Olive oil

Olive oil

 

It’s only since the weather has started to improve, along with regular contact with the sea that we feel we are in a Mediterranean country. Our first few days in Spain were cool, cloudy and disappointingly ‘northern’; but now this has all changed. The skies have cleared and temperatures are regularly in the mid 20’s.

With vivid blue skies come the famous azure waters for which this vast enclosed sea is famed.
In the 7th century BC, Greek traders arrived along the Mediterranean coast bringing with them several things that have helped shape Spain, not least the foreigner’s image of the country- the olive tree, the grape vine, the donkey and importantly the potter’s wheel.

The Romans began the process of deforestation sometime in the first century BC, planting olive groves and vines. Compared to the cultivation seen in France, the wine industry appears less intensive, but the scale of olive production is extraordinary. In and across the south of the country the neat lines of trees seem to endlessly follow the contours of the land.
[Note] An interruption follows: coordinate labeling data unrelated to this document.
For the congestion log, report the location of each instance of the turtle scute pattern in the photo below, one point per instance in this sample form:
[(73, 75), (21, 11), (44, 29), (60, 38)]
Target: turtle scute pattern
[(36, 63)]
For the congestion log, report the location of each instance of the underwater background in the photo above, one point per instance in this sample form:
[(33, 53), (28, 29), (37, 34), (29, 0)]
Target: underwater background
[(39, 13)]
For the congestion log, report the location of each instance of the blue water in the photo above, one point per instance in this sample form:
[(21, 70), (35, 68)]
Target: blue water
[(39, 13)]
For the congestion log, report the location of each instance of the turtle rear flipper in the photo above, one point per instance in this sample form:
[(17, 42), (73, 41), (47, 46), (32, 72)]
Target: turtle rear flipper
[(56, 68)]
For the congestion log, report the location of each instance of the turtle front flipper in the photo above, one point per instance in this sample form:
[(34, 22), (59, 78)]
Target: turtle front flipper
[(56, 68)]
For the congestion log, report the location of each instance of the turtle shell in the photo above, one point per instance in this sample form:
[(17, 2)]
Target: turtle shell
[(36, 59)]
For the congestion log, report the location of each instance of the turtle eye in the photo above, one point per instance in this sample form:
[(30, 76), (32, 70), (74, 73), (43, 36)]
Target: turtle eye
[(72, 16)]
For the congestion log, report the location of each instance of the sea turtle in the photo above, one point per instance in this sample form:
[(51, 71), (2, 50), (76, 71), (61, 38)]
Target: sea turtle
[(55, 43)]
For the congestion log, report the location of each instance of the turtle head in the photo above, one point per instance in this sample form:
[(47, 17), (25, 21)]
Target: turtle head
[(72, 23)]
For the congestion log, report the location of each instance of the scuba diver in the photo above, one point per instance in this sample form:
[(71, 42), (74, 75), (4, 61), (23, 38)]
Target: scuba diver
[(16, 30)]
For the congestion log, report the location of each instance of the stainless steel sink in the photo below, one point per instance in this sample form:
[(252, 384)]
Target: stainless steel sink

As these crops became established and production grew, so too did exports to all parts of the Roman Empire.


Oil and wine needed to be transported and this, in turn, fostered the demand for ceramic containers, in particular the distinctively shaped vessel, the amphora. As we have moved south we have seen variations in size and to the basic shape, some graceful, others more rotund and utilitarian in character.


The ones that particularly caught my attention however, were these examples salvaged from wrecks along the Valencian coast in the region of Pensicola (pronounced by the locals Peninsular). Seen in the context of this 14C Knights’ Templar castle, they really did illuminate Spain’s seafaring and trading history.